Public apologies are popular these days. Our Canadian government has offered up quite a few, as has our United Church of Canada. Some of the recipients of these expressions of contrition are justifiably cynical. Indigenous peoples suggest that fewer apologizing with more respect and constructive action would make a greater difference in their lives. Just the same, saying sorry can draw attention to historic and current injustices, and at least sometimes leads to reparations and reform.
Not long ago I wrote about an apology by the United Church Last November to women who spent time in denominational maternity homes and were often shamed into giving give up their newborn children for adoption. I support this apology first of all for the sake of those who were emotionally abused and robbed of the opportunity to raise these children. The apology also educated me about an aspect of the United Church of which I had no previous knowledge. I need to see and hear about this.
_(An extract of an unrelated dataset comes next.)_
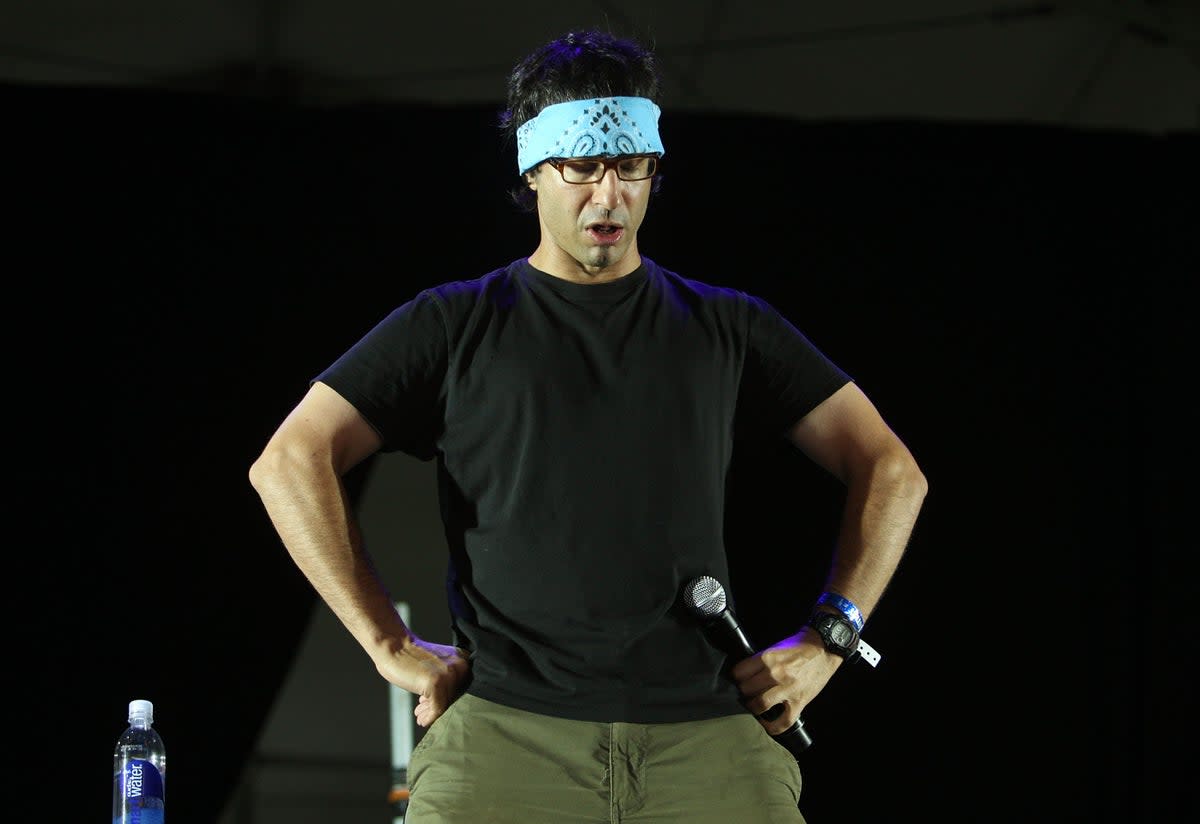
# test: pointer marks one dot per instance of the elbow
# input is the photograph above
(268, 468)
(907, 477)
Yesterday the Irish Prime Minister, Micheal Martin, apologized for an even greater wrong, the horrendous history of mother and child homes in that country, and did so in conjunction with the release of an extensive investigation and report. Of the more than 50,000 children born in the homes approximately 9,000 died. The Irish government said the report revealed the country had a "stifling, oppressive and brutally misogynistic culture" and again the church -- in this case the Roman Catholic church, perpetrated this crime up until the last home home was closed in 1998.
Facing the truth of grievous wrongs is rarely easy, but absolutely necessary. Repenting of sins, past and present, personal and collective, is essential Apologies are inadequate on their own, but may be the first step in reconciliation and restitution.
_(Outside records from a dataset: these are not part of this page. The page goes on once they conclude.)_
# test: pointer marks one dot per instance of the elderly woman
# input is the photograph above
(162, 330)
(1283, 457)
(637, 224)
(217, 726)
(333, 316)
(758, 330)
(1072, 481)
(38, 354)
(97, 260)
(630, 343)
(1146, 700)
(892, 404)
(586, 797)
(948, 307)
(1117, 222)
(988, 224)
I must say that when I heard of the thousands of deaths of innocent children my blood boiled at the thought of sanctimonious priests (a small percentage) who claim that they are pro-life (actually anti-abortion) that they told voters in the United States that if they didn't vote Republican in the last election that tthey weren't Christian heir souls would be in peril. This view was not supported by most bishops, nor the pope, but it was the height of hypocrisy and arrogance in my estimation. Didn't Jesus say something about removing the log from our own eyes first?